We were talking here recently about the recording by Brewer & Shipley called "One Toke Over the Line" and how, amazingly, Lawrence Welk had a clean-cut, well-scrubbed couple sing it on one of his shows. No one — not the orchestra, not the other performers, not the crew, not anyone on the production staff — said, "Uh, Mr. Welk…you do know that this is not a song about Jesus, right? It's a song about marijuana."
Or maybe someone did and he didn't care. Or didn't think his audience would. Or something.
Apropos of all this, my longtime pal Joe Brancatelli sent me this note…
So this would have been 1988, the weekend my wife (who flew in from Honolulu) and me (I flew in from New York) met in San Francisco and decided to get married.

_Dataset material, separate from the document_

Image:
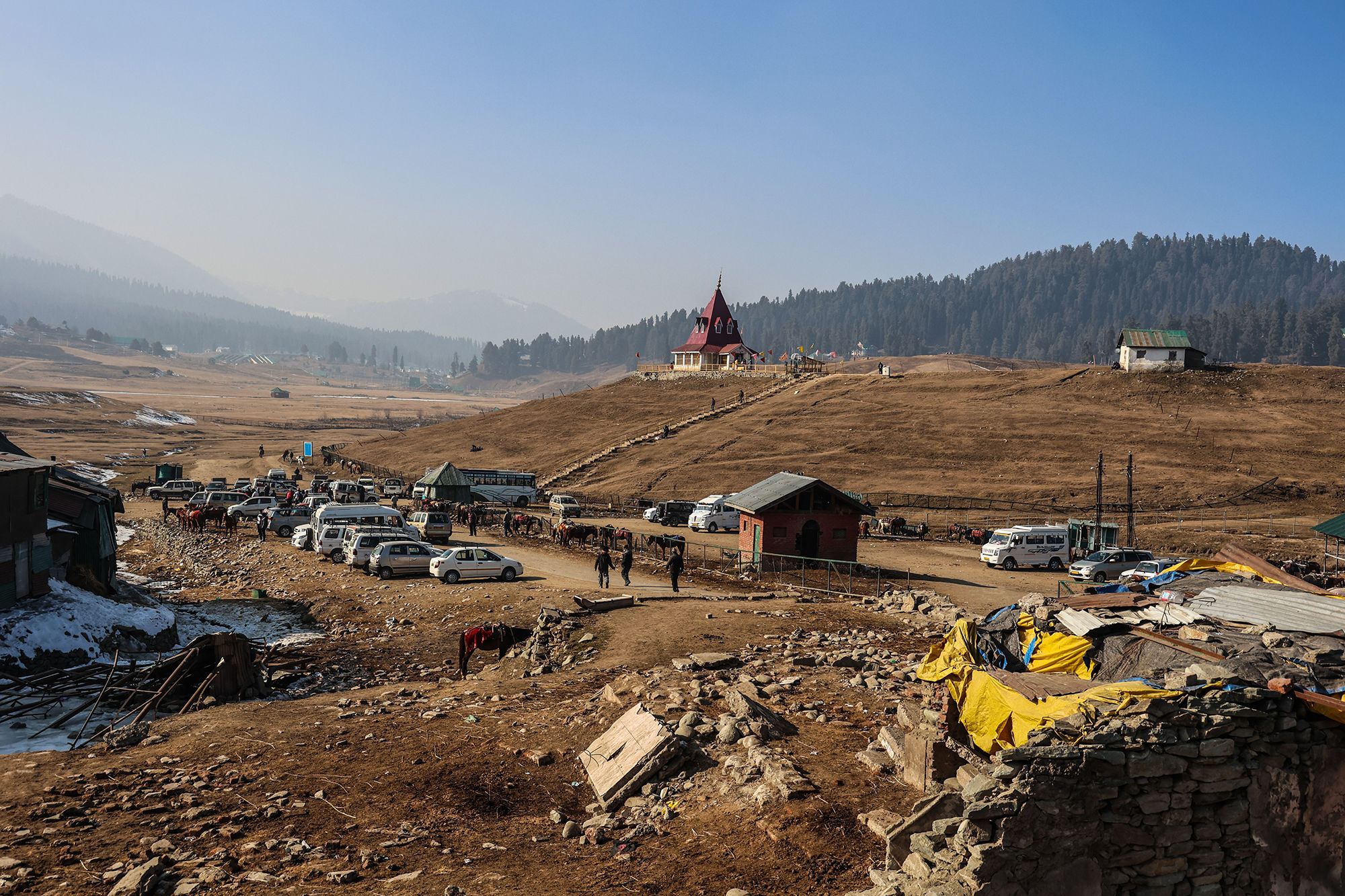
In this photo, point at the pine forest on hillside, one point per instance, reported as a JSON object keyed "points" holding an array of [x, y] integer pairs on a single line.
{"points": [[1242, 299]]}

We're walking down Richmond Avenue and come across a little music club with a sign in the window: Tonight Only! Maria Muldaur and Brewer and Shipley. How could you not, right?
Brewer and Shipley is the opening act. it's years since "One Toke was a hit." Of course, and they felt compelled to explain to the audience who they were. "We were on The Ed Sullivan Show, you know," Brewer explained. "He booked us as a gospel act. We even met him backstage and he encouraged us to play our Jesus song, said he was looking forward to hearing it."
"We were puzzled," Shipley chimed in. "And nervous because we didn't want to upset him. So we found someone backstage and asked what Ed might be talking about."
You know, the guy said. Play your big hit about Jesus.
Again. We were confused.
"Then," Brewer adds, "we figured it out. We were booked as a religious act because Ed only knew the first line of our song: 'One Toke over the line, Sweet Jesus, one toke over the line…'"
The crowd roared.
You know, my first thought upon reading Joe's e-mail was along the lines of "I'm not sure I buy this." I mean, I'm sure he's accurately reporting what was said from the stage by Mr. Brewer but it's hard to believe that even if Ed thought that, he had a pretty efficient staff and network censors. It's hard to believe that someone on the crew or in the orchestra or from the network or in Ed's employ, didn't say, "Uh, Mr. Sullivan, you do know what a 'toke' is, don't you?"
That was my first thought but my second was this: You wouldn't think that could happen on The Lawrence Welk Show either but we have video proof that it did. So I'm withdrawing my skepticism on this.